Öte yandan, işsizlik oranları, belirsizliklerle dolu bir süreçte tırmanışa geçebilir. Trump yönetiminin son dönemlerinde yaşanan ticaret savaşları ve yüksek gümrük tarifeleri, birçok sektörde üretim maliyetlerini artırdı. Bu durum, dünya genelindeki tedarik zincirlerini olumsuz etkilediği gibi, Amerikan ekonomisinde istihdam kayıplarını da beraberinde getirebilir. İşsizlikteki artış, hanelerin harcama gücünü azaltarak, resesyon riskini derinleştiren başka bir etken olarak karşımıza çıkıyor.
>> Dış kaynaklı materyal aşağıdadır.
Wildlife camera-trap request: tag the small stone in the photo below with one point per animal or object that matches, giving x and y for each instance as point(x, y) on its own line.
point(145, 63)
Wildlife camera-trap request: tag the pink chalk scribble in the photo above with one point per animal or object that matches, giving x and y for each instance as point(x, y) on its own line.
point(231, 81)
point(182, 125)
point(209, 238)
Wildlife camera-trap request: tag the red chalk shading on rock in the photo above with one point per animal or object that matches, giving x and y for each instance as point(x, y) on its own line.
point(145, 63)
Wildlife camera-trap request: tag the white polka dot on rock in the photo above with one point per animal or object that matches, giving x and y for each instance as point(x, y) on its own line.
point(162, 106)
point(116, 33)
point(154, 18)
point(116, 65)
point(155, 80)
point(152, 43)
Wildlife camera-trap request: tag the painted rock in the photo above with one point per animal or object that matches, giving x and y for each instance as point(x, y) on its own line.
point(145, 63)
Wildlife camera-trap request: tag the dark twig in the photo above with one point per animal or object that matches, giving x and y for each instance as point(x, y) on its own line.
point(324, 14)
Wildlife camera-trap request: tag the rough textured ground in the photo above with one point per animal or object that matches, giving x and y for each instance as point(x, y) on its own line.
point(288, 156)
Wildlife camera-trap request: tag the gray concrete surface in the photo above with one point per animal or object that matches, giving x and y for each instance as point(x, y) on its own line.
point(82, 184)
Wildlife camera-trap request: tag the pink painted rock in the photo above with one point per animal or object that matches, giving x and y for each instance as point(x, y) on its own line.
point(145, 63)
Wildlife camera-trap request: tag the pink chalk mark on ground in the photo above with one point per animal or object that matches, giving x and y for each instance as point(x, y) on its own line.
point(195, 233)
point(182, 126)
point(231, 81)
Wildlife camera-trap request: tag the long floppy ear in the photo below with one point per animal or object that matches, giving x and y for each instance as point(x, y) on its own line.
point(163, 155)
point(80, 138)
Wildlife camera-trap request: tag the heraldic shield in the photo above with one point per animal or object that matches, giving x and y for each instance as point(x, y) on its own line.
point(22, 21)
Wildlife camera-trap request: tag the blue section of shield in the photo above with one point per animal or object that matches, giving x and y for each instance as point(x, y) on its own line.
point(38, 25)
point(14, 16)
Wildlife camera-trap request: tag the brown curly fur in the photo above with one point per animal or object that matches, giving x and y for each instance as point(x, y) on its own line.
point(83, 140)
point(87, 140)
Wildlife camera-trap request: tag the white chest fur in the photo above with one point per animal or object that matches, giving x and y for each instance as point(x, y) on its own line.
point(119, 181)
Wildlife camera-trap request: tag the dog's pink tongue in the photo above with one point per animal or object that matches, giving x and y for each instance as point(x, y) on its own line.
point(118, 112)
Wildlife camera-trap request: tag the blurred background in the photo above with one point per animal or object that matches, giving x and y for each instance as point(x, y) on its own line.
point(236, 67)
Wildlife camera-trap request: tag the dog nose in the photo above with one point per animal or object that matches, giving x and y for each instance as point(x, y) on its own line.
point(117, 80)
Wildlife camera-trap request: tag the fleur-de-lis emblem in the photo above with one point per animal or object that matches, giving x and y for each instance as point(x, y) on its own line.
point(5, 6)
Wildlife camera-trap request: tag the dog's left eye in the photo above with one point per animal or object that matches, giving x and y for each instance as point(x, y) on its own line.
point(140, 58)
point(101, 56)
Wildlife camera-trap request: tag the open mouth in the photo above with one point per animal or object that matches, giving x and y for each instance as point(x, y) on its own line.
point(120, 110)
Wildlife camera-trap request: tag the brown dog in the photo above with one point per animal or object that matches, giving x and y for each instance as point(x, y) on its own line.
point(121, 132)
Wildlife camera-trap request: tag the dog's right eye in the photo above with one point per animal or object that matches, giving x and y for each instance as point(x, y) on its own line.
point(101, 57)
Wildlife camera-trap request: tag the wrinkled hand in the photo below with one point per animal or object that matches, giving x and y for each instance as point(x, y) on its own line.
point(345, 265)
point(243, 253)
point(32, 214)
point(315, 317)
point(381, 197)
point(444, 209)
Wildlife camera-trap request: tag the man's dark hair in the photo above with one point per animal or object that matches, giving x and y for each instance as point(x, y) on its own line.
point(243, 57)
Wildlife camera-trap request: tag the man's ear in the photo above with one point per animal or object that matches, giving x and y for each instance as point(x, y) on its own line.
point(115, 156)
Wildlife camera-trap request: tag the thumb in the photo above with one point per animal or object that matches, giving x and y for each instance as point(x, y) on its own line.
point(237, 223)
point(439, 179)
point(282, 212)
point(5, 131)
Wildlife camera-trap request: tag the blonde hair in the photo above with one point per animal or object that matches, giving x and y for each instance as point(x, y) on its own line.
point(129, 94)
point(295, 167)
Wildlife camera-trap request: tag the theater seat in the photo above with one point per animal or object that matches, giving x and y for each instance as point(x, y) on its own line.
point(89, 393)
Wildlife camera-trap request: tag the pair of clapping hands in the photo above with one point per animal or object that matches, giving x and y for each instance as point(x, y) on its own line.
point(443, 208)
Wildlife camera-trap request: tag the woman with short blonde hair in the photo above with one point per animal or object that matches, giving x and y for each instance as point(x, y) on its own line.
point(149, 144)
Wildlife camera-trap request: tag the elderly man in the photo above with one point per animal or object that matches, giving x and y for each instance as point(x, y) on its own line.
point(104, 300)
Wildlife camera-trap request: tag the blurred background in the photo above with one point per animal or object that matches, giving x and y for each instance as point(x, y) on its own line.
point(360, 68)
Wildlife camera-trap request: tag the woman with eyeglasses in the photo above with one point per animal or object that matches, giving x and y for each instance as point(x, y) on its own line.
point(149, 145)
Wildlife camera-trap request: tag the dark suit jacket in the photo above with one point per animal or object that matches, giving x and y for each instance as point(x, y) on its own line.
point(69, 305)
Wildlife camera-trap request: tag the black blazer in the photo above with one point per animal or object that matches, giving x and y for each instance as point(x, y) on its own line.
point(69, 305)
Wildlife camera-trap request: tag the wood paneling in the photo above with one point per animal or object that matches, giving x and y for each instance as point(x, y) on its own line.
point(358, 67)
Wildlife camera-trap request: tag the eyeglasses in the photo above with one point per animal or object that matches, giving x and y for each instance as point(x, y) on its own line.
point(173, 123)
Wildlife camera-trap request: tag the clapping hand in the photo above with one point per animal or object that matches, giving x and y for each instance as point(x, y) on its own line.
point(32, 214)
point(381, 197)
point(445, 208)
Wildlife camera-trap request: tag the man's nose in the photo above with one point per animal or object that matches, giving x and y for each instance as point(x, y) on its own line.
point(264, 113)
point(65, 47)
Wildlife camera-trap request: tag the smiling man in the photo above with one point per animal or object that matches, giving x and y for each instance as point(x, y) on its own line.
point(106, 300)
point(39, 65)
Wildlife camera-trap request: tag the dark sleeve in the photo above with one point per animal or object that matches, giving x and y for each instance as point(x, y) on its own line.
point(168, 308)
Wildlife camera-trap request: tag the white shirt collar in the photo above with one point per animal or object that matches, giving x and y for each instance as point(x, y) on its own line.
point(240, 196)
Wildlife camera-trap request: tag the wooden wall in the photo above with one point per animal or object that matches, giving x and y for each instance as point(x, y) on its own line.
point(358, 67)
Donald Trump'ın başkanlık döneminde uyguladığı ekonomik strateji, çok tartışılan bir konu olmuştur. Ekonomik büyümeyi artırmak adına uyguladığı vergi indirimleri ve düzenlemeler, bazı kesimlerce desteklense de, bu politikaların uzun vadeli etkileri sorgulanmaktadır. Kısa vadede sağlanan büyüme, uzun vadede sürdürülebilir hale gelemediği gibi, beraberinde büyük bir borç yükü de getirmiştir. Sürekli artan bütçe açığı, ABD'yi resesyona sürükleyecek bir zemin hazırlamakta. Ekonomik büyümeyi sağlamak adına yapılan teşvikler, borcun artmasına ve dolayısıyla enflasyonun yükselmesine neden olmaktadır.
Bu koşullar altında, Trump'ın ekonomik politikalarının merkezinde yer alan neoliberalizmin, modern ekonomide nasıl daha büyük dalgalanmalara yol açtığı üzerine düşünmek gerekmektedir. Ekonomik istikrarın sağlanması, sadece kısa vadeli teşvik politikalarıyla mümkün olmamaktadır. Dolayısıyla, yatırımcılar ve ekonomistler, mevcut durumu dikkatle izlemekte ve gelecekteki olası resesyonun etkilerini minimize etmek için çözümler arayışına girmektedirler.
Sonuç olarak, Trump'ın ekonomi politikalarının yarattığı etkiler, ABD ekonomisinin gidişatını doğrudan etkilemektedir. Resesyon riski, artan enflasyon ve işsizlik oranları ile birlikte, derin bir krize dönüşebilir. Uzmanlar, bu dönemde alınacak ekonomik tedbirlerin, hem kısa vadeli hem de uzun vadeli etkilerinin göz önünde bulundurulması gerektiğini savunuyor. Ekonomik istikrarın sağlanabilmesi için, sadece helikopter para basmakla değil, sağlam bir ekonomik yapı oluşturmakla mümkün olacağına dikkat çekiliyor.